The petitions challenged Advertisement Notification No. 02 of 2024 issued by the Jammu and Kashmir Services Selection Board (JKSSB) on November 22, 2024, which fixed the upper age limit at 28 years for open merit candidates.
The applicants had sought directions to the Union Territory administration, the Home Department, the General Administration Department, the Director General of Police and the JKSSB to grant age relaxation up to 30, 32 or 35 years and allow them to participate in the recruitment process.
The petitioners argued that the previous recruitment for Sub-Inspectors was conducted in 2021 and the three-year gap in recruitment had rendered many otherwise eligible candidates overage. They contended that the delay was attributable to the government and candidates should not suffer because of administrative inaction.
The aspirants also cited the 2021 Sub-Inspector recruitment process in which the government had enhanced the upper age limit from 28 to 30 years through a special order issued during the COVID-19 period.
Opposing the petitions, the government submitted that the earlier relaxation was a one-time exception necessitated by the pandemic and could not be treated as a precedent for future recruitments. The respondents further argued that the post of Sub-Inspector is a physically demanding uniformed service requiring young and energetic personnel, and that fixation of age limits falls within the policy domain of the government.
A bench comprising Administrative Member Ram Mohan Johri and Judicial Member Rajinder Singh Dogra held that prescription of eligibility conditions, including age limits, is primarily the prerogative of the employer and courts or tribunals cannot rewrite recruitment rules unless arbitrariness or discrimination is established.
The Tribunal observed that the applicants had failed to show any violation of statutory rules or discriminatory treatment, noting that the age condition applied uniformly to all candidates.
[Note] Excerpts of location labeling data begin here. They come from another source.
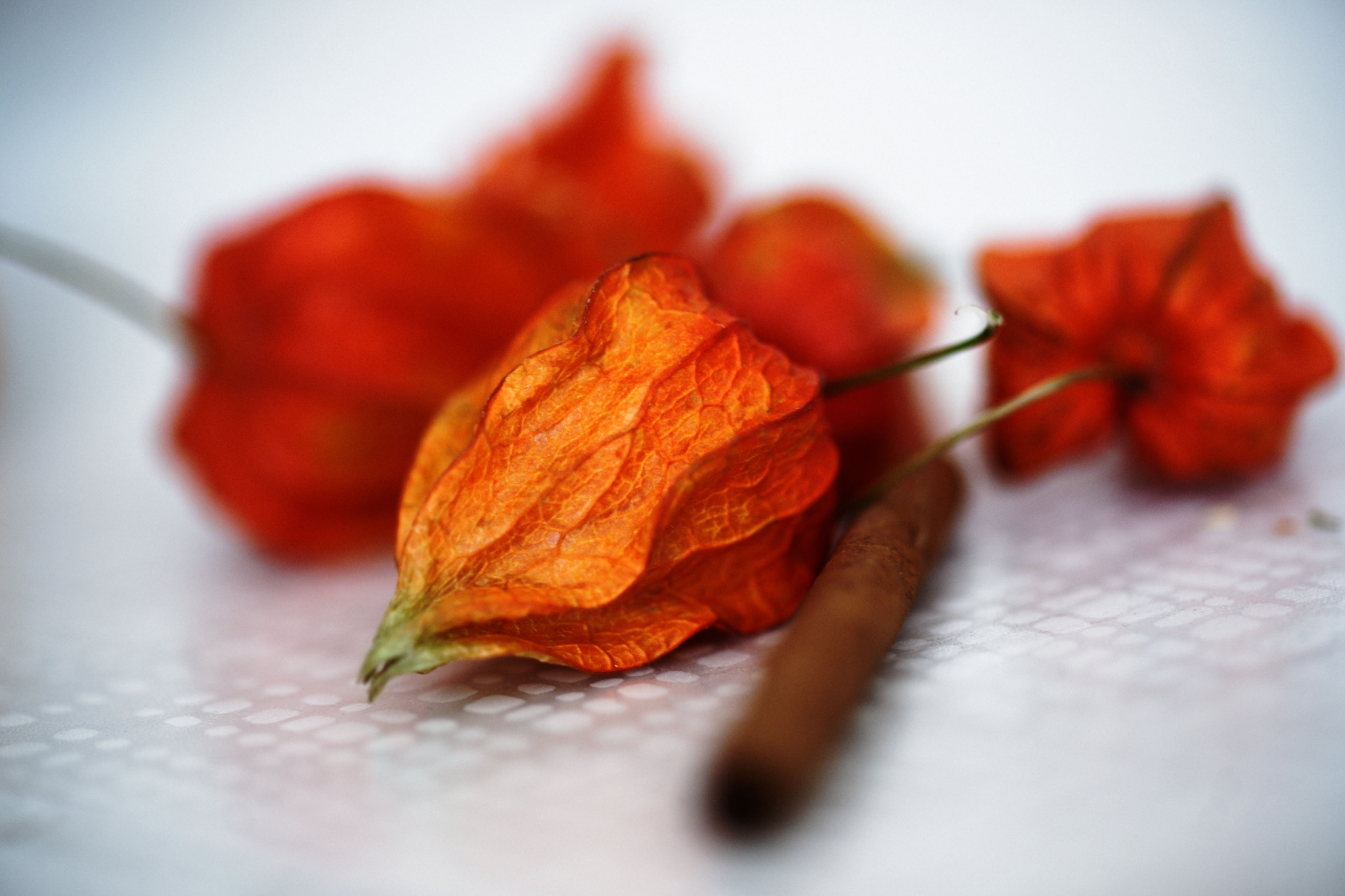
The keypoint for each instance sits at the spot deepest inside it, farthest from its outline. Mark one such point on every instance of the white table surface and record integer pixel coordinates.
(1105, 689)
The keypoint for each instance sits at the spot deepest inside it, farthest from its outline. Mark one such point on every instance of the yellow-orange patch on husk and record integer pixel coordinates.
(642, 468)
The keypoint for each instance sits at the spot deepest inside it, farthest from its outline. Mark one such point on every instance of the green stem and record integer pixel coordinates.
(988, 417)
(118, 292)
(845, 385)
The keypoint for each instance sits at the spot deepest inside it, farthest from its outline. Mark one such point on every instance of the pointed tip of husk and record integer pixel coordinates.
(397, 649)
(403, 645)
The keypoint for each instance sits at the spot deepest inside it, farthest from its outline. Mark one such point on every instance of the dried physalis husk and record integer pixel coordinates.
(640, 468)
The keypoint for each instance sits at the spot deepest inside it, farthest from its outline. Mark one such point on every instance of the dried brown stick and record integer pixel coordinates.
(817, 676)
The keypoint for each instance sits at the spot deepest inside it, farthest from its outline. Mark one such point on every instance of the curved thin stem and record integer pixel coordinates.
(988, 417)
(118, 292)
(993, 322)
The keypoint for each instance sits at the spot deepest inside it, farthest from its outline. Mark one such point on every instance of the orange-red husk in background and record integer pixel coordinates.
(1211, 364)
(328, 335)
(813, 277)
(643, 468)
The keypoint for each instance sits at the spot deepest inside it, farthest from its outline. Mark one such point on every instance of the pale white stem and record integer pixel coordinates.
(102, 284)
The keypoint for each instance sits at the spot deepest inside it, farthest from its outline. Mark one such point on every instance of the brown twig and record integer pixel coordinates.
(821, 671)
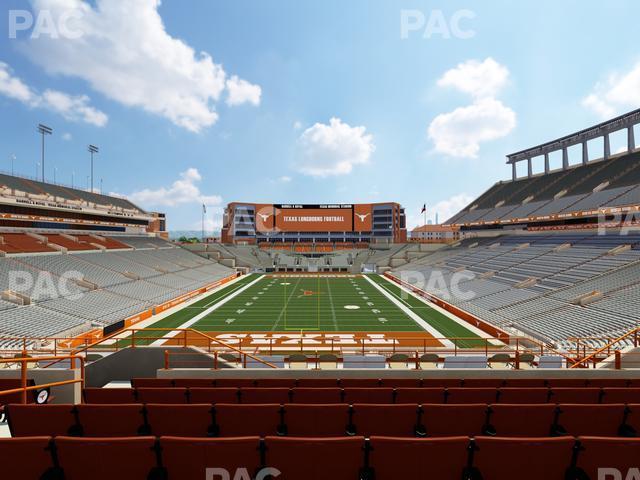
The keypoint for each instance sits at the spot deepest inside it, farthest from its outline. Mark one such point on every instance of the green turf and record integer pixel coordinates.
(316, 303)
(444, 324)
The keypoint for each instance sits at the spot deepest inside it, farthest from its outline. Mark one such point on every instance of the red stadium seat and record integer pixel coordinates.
(385, 420)
(43, 420)
(276, 382)
(471, 395)
(368, 395)
(152, 382)
(420, 395)
(264, 395)
(591, 420)
(316, 458)
(162, 395)
(317, 395)
(194, 382)
(567, 382)
(360, 382)
(109, 395)
(189, 458)
(316, 420)
(126, 420)
(402, 382)
(521, 420)
(441, 382)
(454, 420)
(213, 395)
(523, 458)
(106, 459)
(483, 382)
(25, 458)
(235, 382)
(525, 383)
(618, 455)
(621, 395)
(609, 382)
(575, 395)
(180, 420)
(318, 382)
(523, 395)
(247, 420)
(413, 458)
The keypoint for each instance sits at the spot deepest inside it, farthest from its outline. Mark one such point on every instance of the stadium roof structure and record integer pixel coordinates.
(604, 129)
(30, 188)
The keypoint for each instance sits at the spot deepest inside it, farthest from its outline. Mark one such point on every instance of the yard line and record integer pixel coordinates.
(402, 306)
(333, 310)
(284, 308)
(198, 317)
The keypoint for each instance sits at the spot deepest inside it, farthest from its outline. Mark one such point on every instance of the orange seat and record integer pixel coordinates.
(523, 458)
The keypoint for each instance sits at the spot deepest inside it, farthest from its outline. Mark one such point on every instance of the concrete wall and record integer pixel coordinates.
(71, 393)
(137, 362)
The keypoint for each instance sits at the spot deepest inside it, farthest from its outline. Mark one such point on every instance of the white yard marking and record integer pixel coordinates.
(202, 315)
(446, 342)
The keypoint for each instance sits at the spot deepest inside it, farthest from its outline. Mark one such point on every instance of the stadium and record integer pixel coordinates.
(334, 338)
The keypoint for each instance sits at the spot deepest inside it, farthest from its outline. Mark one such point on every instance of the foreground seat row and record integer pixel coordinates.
(410, 420)
(354, 458)
(362, 395)
(383, 382)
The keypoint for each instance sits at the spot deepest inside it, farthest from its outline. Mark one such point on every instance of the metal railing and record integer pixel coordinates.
(24, 362)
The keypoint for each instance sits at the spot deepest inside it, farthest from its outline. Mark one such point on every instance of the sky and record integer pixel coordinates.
(197, 102)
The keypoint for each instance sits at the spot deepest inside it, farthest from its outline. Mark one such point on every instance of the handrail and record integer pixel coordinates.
(151, 329)
(606, 347)
(24, 366)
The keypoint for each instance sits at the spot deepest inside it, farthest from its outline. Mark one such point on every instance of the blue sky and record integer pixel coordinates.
(316, 101)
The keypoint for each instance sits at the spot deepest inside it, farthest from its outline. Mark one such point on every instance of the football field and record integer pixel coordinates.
(316, 303)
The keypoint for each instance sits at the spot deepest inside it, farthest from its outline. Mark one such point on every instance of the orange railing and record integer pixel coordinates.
(24, 362)
(607, 350)
(186, 337)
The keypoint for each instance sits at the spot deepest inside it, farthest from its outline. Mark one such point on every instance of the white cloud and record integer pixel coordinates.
(444, 208)
(325, 150)
(240, 91)
(460, 132)
(618, 93)
(183, 191)
(71, 107)
(125, 53)
(479, 79)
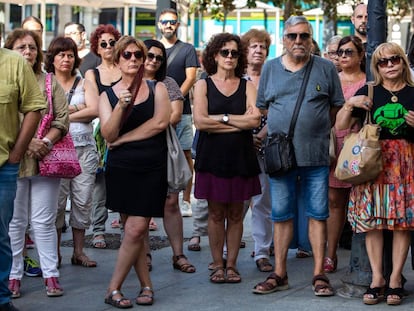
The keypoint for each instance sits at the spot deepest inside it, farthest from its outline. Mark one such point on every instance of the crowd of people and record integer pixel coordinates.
(117, 99)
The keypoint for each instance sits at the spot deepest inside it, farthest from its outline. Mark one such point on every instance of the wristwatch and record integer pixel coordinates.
(225, 118)
(48, 142)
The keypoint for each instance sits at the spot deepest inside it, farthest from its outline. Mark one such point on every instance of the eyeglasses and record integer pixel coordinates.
(347, 52)
(172, 22)
(73, 33)
(105, 44)
(292, 36)
(127, 55)
(158, 58)
(227, 52)
(383, 62)
(24, 47)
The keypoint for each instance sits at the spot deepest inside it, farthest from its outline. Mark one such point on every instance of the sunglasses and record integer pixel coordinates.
(158, 58)
(347, 52)
(127, 55)
(292, 36)
(383, 62)
(227, 52)
(105, 44)
(172, 22)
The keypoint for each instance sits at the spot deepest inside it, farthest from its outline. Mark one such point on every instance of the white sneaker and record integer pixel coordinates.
(185, 208)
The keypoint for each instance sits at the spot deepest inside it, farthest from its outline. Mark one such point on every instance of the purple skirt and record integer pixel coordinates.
(225, 190)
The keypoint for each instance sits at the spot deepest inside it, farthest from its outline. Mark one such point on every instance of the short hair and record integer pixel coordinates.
(213, 47)
(32, 19)
(99, 31)
(357, 42)
(169, 10)
(61, 44)
(333, 40)
(162, 71)
(394, 49)
(123, 43)
(257, 35)
(294, 20)
(80, 27)
(20, 33)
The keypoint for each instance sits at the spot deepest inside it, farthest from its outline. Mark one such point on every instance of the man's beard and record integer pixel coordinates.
(169, 35)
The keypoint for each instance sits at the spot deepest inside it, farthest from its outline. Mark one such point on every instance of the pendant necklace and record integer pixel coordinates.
(394, 97)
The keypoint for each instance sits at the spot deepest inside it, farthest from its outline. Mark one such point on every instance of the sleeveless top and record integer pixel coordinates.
(102, 87)
(81, 132)
(142, 155)
(226, 154)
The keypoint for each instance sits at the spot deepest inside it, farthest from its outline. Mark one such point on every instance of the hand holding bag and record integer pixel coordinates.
(178, 170)
(279, 152)
(360, 159)
(62, 160)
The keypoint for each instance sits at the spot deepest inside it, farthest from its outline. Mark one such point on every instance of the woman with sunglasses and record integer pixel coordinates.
(37, 196)
(351, 57)
(226, 165)
(155, 69)
(136, 170)
(104, 76)
(63, 61)
(386, 203)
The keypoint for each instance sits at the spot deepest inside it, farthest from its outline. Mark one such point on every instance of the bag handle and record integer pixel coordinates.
(48, 87)
(368, 118)
(300, 98)
(133, 88)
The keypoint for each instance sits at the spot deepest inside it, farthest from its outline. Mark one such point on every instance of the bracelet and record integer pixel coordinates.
(348, 109)
(48, 142)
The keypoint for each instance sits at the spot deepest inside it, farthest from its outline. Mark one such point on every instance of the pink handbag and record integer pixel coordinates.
(62, 160)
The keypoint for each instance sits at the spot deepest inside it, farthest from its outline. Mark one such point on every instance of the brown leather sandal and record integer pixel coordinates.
(268, 287)
(186, 266)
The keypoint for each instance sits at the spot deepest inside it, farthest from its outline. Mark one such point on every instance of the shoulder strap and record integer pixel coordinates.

The CAT also relied upon an earlier judgment of the High Court of Jammu Kashmir and Ladakh in similar petitions challenging the same advertisement notification. The High Court had dismissed those petitions while observing that the competent authority alone could consider requests for relaxation.
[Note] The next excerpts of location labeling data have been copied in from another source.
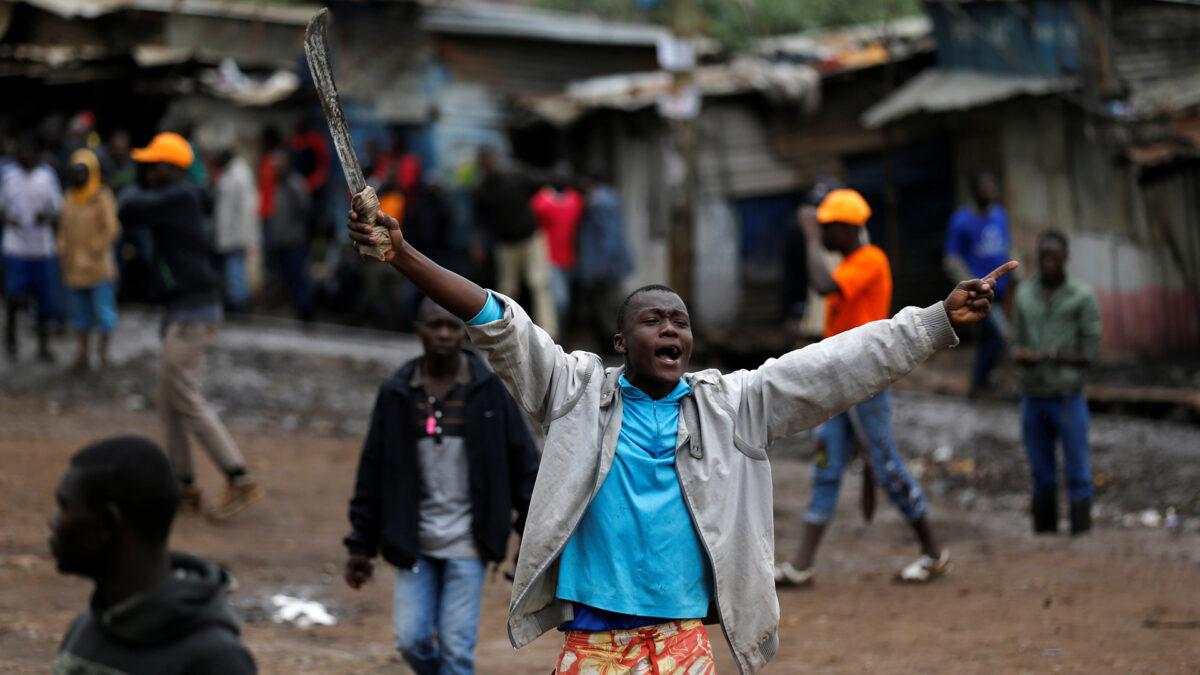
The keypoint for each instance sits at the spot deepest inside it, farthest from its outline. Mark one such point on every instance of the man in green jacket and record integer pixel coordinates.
(1056, 335)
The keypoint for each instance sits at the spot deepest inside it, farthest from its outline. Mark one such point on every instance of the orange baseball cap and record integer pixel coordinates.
(167, 147)
(844, 205)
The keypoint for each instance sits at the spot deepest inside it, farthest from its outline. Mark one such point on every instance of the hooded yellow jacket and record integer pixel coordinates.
(88, 228)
Rejecting the plea that delay in recruitment entitled candidates to relaxation, the Tribunal held that “delay in holding recruitment does not confer a vested right upon an overage candidate to compel the employer to relax eligibility conditions.”
The Tribunal further ruled that sympathy for overage aspirants could not override statutory recruitment norms and policy decisions governing police recruitment.
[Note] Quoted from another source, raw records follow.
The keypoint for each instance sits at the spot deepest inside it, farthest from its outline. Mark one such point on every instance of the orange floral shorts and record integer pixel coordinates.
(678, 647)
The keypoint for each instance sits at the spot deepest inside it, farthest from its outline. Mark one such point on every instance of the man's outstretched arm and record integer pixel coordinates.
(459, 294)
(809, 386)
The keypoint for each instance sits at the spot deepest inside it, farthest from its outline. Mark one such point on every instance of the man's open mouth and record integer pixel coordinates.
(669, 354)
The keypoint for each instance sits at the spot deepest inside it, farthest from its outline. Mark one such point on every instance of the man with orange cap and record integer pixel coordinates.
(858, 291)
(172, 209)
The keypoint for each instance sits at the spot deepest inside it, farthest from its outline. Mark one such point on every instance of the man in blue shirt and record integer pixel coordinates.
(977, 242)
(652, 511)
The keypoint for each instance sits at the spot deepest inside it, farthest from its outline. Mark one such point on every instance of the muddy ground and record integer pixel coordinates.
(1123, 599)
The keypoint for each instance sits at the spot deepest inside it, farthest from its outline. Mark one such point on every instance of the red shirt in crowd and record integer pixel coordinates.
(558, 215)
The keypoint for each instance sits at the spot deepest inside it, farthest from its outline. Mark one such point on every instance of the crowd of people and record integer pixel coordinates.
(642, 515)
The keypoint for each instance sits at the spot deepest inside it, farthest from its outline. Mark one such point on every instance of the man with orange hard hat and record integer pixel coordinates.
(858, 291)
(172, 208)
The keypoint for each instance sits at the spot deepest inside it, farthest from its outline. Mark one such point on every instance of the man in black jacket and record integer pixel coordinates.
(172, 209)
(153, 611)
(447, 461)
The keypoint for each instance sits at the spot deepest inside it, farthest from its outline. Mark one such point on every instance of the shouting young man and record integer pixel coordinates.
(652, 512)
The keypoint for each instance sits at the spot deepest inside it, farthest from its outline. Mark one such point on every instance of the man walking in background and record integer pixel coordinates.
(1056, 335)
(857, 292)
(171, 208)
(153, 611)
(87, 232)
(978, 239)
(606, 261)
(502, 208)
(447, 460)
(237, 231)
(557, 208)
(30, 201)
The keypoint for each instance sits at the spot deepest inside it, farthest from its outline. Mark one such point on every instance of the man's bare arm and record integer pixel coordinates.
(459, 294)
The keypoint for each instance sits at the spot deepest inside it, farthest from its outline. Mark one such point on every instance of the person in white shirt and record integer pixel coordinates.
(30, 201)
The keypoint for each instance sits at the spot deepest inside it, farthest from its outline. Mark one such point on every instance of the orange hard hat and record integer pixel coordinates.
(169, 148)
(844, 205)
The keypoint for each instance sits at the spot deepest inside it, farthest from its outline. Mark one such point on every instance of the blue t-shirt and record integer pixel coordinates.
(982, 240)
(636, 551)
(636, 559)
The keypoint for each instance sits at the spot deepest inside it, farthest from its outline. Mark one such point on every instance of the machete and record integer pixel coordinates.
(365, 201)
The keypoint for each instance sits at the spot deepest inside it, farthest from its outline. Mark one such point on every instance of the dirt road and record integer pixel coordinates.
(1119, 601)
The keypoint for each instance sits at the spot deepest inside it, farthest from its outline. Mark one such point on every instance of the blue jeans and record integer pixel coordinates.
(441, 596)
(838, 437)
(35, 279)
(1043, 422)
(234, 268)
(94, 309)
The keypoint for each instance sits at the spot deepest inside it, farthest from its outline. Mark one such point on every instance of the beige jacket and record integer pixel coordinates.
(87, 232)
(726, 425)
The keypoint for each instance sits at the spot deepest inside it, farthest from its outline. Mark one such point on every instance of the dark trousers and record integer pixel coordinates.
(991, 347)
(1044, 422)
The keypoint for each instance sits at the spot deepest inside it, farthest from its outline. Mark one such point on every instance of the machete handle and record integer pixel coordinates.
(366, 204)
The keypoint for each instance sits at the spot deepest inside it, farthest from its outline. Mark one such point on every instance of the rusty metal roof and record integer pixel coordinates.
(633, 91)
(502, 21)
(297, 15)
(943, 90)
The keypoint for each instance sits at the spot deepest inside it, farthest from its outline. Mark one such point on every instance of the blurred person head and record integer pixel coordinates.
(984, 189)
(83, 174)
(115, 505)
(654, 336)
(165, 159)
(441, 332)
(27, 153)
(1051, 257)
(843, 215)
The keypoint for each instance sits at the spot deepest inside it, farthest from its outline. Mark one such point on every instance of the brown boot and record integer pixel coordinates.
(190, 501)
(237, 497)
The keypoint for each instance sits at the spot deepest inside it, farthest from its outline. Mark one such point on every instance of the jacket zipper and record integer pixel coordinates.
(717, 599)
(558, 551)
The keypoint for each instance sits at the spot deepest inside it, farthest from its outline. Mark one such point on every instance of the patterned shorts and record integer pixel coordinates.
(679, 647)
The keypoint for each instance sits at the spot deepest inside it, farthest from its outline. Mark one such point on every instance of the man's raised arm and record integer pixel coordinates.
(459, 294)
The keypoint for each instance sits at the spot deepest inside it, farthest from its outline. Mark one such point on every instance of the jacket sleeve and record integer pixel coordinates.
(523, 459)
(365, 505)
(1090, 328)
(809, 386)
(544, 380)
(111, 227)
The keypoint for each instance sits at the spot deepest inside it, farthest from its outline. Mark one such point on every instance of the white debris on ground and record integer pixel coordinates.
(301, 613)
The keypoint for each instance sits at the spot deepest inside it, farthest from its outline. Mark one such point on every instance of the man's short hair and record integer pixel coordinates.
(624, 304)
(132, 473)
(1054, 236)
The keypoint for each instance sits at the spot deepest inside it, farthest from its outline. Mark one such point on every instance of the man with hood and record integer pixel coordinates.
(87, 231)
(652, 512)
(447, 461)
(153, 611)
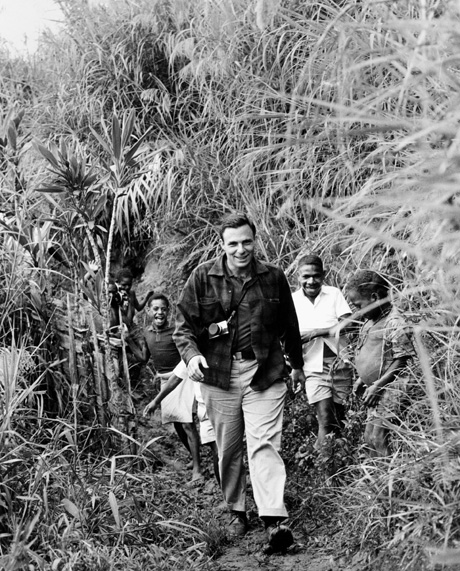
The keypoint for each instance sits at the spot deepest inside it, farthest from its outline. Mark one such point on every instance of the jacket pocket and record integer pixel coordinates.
(211, 310)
While dismissing all the Original Applications, the Tribunal granted liberty to the aspirants to file fresh representations before the competent authority within two weeks. It directed the competent authority to consider such representations by passing reasoned orders within six weeks, but clarified that the direction should not be construed as a mandate to grant age relaxation.
The Tribunal also vacated all interim orders that had earlier permitted some candidates to participate provisionally in the recruitment process and said such participation would not create any right or equity in their favour.
The recruitment process for 669 Sub-Inspector posts will now proceed in accordance with the notified eligibility conditions.